Cécile ZAWIEJA

Cécile ZAWIEJA
Autoportrait: Les cheveux de Sedna ou perruque chamanique. Méli-mélo de cordages, flotteurs et sculptures. Origine: Sibérie, Alaska, Méditerranée. 2011

Je suis née à Marseille en 1974. Très tôt, j’ai été convaincue que, pour traverser l’existence, il est crucial de s’inventer des ailes.

Mes ailes, dans un premier temps, ont pris la forme des mots. Happée par le formidable potentiel d’évasion et de rencontres offert par la littérature, j’ai suivi jusqu’au DEA un cursus littéraire.

En parallèle, j’ai cultivé mon goût pour la peinture et le dessin, privilégiant au cours de ma formation le fondement artisanal et technique du fait pictural : stage chez les Compagnons du Devoir à Marseille, puis diplôme de Peintre en décor du patrimoine en 2001 à l’École d’Avignon.
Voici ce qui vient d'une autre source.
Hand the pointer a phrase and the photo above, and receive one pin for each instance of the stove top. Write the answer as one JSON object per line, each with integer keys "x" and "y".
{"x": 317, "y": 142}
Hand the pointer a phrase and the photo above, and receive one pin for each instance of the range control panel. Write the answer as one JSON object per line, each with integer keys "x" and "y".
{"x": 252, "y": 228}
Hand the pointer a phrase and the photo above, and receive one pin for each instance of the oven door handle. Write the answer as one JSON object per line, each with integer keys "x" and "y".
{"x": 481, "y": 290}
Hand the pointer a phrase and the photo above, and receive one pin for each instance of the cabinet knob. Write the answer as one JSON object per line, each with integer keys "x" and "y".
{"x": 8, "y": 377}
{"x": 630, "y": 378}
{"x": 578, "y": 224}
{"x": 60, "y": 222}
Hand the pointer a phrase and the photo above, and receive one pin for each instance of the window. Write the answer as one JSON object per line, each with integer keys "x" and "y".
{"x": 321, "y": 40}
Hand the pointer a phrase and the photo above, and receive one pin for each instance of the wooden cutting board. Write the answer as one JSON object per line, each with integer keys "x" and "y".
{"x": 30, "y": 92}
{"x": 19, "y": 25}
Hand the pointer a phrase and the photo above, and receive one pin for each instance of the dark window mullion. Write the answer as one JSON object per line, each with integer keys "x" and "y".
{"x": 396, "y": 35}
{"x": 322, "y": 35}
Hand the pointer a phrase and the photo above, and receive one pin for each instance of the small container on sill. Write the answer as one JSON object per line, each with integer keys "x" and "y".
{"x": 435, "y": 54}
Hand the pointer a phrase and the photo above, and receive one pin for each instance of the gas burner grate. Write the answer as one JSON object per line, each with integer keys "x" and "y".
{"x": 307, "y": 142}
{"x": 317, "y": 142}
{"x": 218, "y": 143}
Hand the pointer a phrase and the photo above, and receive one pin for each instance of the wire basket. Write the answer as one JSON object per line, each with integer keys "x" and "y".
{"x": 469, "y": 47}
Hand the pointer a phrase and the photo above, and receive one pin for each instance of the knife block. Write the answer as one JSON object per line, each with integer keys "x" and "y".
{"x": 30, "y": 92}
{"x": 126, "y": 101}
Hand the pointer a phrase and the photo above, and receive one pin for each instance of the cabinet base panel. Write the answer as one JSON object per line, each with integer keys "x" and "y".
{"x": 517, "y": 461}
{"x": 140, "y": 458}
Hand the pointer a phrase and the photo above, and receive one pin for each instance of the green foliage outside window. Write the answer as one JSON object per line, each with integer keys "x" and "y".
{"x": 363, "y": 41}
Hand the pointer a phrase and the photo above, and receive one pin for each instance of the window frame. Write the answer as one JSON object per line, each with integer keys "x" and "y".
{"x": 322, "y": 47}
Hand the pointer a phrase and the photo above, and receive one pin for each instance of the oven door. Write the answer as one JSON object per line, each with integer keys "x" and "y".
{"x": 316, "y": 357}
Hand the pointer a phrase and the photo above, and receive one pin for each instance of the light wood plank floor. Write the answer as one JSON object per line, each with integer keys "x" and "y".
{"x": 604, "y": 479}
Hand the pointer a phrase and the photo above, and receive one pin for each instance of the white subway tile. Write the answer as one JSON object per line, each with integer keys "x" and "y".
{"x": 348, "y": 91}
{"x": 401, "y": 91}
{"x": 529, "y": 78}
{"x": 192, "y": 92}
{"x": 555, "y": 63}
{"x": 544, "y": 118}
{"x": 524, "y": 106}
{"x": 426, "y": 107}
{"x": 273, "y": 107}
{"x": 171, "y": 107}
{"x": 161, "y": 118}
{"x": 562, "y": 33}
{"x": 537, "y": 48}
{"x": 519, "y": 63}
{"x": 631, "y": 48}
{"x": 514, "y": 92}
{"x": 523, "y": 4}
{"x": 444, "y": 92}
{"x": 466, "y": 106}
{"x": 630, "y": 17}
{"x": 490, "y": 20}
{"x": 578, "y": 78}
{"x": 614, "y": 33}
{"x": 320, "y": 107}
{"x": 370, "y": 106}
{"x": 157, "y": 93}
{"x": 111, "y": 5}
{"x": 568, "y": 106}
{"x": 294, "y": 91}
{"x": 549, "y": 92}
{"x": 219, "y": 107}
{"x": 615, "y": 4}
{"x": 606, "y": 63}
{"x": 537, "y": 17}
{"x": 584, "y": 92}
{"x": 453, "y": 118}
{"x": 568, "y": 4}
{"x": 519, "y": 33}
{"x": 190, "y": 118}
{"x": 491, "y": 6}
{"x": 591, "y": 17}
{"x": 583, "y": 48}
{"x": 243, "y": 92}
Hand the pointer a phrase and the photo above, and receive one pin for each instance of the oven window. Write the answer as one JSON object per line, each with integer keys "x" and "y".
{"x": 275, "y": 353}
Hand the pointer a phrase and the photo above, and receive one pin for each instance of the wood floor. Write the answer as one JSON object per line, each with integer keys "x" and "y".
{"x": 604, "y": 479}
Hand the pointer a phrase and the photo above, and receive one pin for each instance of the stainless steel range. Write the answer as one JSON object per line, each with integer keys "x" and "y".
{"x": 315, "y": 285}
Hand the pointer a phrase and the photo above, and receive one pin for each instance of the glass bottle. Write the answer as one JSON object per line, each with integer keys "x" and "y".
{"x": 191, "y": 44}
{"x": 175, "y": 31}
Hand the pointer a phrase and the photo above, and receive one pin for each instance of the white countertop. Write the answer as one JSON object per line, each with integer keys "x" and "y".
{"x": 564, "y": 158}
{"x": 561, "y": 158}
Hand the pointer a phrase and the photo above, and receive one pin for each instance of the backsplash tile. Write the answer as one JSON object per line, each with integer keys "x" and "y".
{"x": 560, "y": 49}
Si bien que tout un pan de ma vie professionnelle actuelle consiste à restaurer les fresques d’églises ou de monuments anciens. À ce jour, j’ai mené à bien une vingtaine de chantiers, en Corse et en Provence. Je les considère comme des ailes qui me hissent dans un autre espace temporel, du Moyen-Âge au XIXe siècle.

J’ai une troisième sorte d’ailes. Elles m’entraînent dans un espace tangible, bien présent et fascinant, la surface de la planète. Elles se font souvent nageoires, hélices, voiles. Depuis 2009, je sillonne plus particulièrement les mers et océans du Grand Nord.
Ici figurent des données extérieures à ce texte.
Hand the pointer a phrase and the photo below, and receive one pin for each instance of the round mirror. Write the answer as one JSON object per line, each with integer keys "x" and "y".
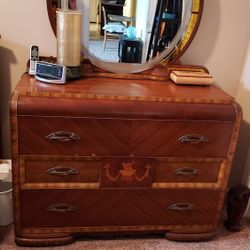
{"x": 129, "y": 36}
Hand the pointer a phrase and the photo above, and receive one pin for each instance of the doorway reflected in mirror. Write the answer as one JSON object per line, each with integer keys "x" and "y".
{"x": 156, "y": 23}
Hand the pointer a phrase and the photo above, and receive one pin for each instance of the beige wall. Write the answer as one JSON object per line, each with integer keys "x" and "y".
{"x": 221, "y": 44}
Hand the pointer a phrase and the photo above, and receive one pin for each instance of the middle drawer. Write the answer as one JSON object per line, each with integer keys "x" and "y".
{"x": 105, "y": 172}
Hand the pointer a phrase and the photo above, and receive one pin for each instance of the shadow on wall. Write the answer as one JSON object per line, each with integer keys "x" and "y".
{"x": 241, "y": 168}
{"x": 7, "y": 58}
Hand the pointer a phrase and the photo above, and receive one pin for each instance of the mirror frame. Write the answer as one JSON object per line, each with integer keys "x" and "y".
{"x": 164, "y": 59}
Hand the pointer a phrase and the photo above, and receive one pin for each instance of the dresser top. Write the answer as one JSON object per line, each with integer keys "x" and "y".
{"x": 119, "y": 89}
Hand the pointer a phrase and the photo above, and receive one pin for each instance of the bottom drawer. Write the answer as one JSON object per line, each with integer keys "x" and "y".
{"x": 116, "y": 207}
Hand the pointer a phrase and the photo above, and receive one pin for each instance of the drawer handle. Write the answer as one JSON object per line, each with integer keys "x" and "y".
{"x": 193, "y": 139}
{"x": 62, "y": 171}
{"x": 182, "y": 207}
{"x": 61, "y": 208}
{"x": 63, "y": 136}
{"x": 185, "y": 171}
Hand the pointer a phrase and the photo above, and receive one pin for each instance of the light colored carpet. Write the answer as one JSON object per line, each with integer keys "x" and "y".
{"x": 225, "y": 241}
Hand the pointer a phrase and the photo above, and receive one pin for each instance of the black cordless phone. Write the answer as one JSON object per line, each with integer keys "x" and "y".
{"x": 34, "y": 57}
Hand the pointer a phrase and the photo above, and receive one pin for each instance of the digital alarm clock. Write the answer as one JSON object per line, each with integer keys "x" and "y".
{"x": 50, "y": 72}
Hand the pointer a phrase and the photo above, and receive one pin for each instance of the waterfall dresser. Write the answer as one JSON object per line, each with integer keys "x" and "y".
{"x": 101, "y": 155}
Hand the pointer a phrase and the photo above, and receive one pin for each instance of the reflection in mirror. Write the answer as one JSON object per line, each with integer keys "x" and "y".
{"x": 150, "y": 31}
{"x": 132, "y": 31}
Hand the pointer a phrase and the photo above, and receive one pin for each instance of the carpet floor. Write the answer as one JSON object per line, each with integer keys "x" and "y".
{"x": 224, "y": 241}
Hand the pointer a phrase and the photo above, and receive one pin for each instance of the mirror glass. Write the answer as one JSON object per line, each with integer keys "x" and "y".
{"x": 129, "y": 36}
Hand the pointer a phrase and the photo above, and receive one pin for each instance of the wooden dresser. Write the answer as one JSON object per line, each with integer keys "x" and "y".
{"x": 102, "y": 155}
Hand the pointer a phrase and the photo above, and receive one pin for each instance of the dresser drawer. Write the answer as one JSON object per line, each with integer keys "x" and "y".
{"x": 61, "y": 172}
{"x": 115, "y": 137}
{"x": 188, "y": 171}
{"x": 113, "y": 207}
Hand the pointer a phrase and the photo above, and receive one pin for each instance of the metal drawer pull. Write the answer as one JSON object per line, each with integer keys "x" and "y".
{"x": 182, "y": 207}
{"x": 63, "y": 136}
{"x": 61, "y": 208}
{"x": 62, "y": 171}
{"x": 193, "y": 139}
{"x": 185, "y": 171}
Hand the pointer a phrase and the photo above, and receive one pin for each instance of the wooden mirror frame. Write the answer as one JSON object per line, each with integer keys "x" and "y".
{"x": 159, "y": 71}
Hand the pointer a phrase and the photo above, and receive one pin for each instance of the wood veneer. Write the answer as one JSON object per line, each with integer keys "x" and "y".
{"x": 132, "y": 156}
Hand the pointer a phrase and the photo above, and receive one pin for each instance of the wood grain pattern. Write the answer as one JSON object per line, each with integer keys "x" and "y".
{"x": 113, "y": 137}
{"x": 117, "y": 89}
{"x": 116, "y": 122}
{"x": 118, "y": 207}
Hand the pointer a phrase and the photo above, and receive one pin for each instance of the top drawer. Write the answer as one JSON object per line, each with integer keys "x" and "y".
{"x": 122, "y": 137}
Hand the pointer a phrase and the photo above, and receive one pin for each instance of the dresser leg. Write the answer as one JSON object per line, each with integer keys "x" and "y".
{"x": 44, "y": 242}
{"x": 237, "y": 203}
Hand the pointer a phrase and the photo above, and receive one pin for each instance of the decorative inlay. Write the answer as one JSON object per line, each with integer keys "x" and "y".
{"x": 128, "y": 172}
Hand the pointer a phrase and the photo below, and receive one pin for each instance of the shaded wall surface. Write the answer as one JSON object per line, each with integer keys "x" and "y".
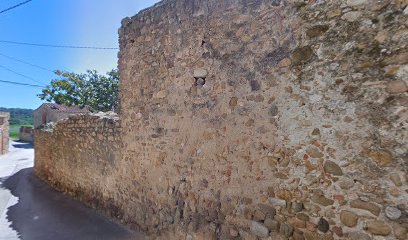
{"x": 4, "y": 132}
{"x": 26, "y": 134}
{"x": 78, "y": 154}
{"x": 255, "y": 119}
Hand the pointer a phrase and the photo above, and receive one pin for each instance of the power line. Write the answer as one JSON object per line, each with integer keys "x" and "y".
{"x": 27, "y": 63}
{"x": 15, "y": 6}
{"x": 22, "y": 84}
{"x": 58, "y": 46}
{"x": 20, "y": 74}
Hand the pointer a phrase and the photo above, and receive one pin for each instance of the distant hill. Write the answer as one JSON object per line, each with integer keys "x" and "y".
{"x": 19, "y": 116}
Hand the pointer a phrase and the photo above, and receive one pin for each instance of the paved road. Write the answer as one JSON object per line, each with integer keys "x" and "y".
{"x": 30, "y": 209}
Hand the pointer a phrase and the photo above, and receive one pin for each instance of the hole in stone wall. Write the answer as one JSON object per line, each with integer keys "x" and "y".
{"x": 199, "y": 81}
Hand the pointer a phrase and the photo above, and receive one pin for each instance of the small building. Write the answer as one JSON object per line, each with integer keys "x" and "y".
{"x": 4, "y": 132}
{"x": 52, "y": 112}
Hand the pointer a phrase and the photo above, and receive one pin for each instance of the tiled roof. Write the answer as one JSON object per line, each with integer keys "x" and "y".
{"x": 63, "y": 108}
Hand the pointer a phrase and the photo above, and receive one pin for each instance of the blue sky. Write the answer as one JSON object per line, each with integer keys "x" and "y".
{"x": 58, "y": 22}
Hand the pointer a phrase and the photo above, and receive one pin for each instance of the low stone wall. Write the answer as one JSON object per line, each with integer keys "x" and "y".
{"x": 78, "y": 155}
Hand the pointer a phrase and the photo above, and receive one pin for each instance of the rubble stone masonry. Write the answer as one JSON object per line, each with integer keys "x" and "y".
{"x": 250, "y": 119}
{"x": 4, "y": 132}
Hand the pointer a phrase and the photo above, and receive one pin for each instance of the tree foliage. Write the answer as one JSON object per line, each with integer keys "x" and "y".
{"x": 98, "y": 92}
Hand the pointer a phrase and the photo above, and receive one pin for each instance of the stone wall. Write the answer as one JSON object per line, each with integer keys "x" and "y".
{"x": 246, "y": 119}
{"x": 78, "y": 155}
{"x": 4, "y": 134}
{"x": 300, "y": 127}
{"x": 26, "y": 134}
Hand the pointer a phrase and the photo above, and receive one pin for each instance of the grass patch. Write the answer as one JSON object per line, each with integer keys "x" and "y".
{"x": 15, "y": 131}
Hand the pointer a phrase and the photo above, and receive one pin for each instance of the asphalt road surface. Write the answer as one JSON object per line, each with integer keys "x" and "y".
{"x": 31, "y": 210}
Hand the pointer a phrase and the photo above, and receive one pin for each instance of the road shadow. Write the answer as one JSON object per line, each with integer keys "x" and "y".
{"x": 21, "y": 144}
{"x": 43, "y": 213}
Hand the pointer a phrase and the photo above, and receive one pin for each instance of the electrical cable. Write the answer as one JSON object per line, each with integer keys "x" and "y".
{"x": 15, "y": 6}
{"x": 58, "y": 46}
{"x": 27, "y": 63}
{"x": 20, "y": 74}
{"x": 23, "y": 84}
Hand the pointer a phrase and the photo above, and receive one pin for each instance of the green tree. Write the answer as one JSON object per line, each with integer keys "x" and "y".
{"x": 98, "y": 92}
Ce pan nomade de ma vie est devenu la zone d’implantation de mes ailes les plus spécifiques et originales, aux plumes polymorphes, qui satisfont mon besoin essentiel de création. J’exprime mes émotions et découvertes de voyageuse maritime à travers des bouquets de textes, dessins, aquarelles et œuvres plastiques. Ces réalisations, je les ai confrontées au public, que ce soit au sein d’un livre collectif (L’Insensé périple d’un remorqueur à voiles, de Corse en Alaska par la route des glaces), du blog du Manguier ou d’une dizaine d’expositions personnelles (de Marseille en Alaska, en passant par Calvi, Brest et Paris).

Mes œuvres plastiques ? Au gré des escales, je glane sur les grèves et les rivages des bribes de matière charriée par la puissance des courants, emportée par les aléas des intempéries ou déposée par une vie qui s’achève. Déchets de l’activité humaine, débris animaux ou végétaux, ces matières renferment toutes une histoire, paisible ou violente, celle d’un long voyage. Ces morceaux d’objets en voie de désintégration, qui appartenaient au paysage sans y avoir de place, je les peins, colle, assemble, retaille… Je suis désormais imprégnée de culture inuit, aussi mes sculptures-assemblages m’apparaissent-elles comme des versions modernes et bénéfiques de tupilak-s, véhiculant, au lieu de haine meurtrière, la joie de vivre et la mémoire.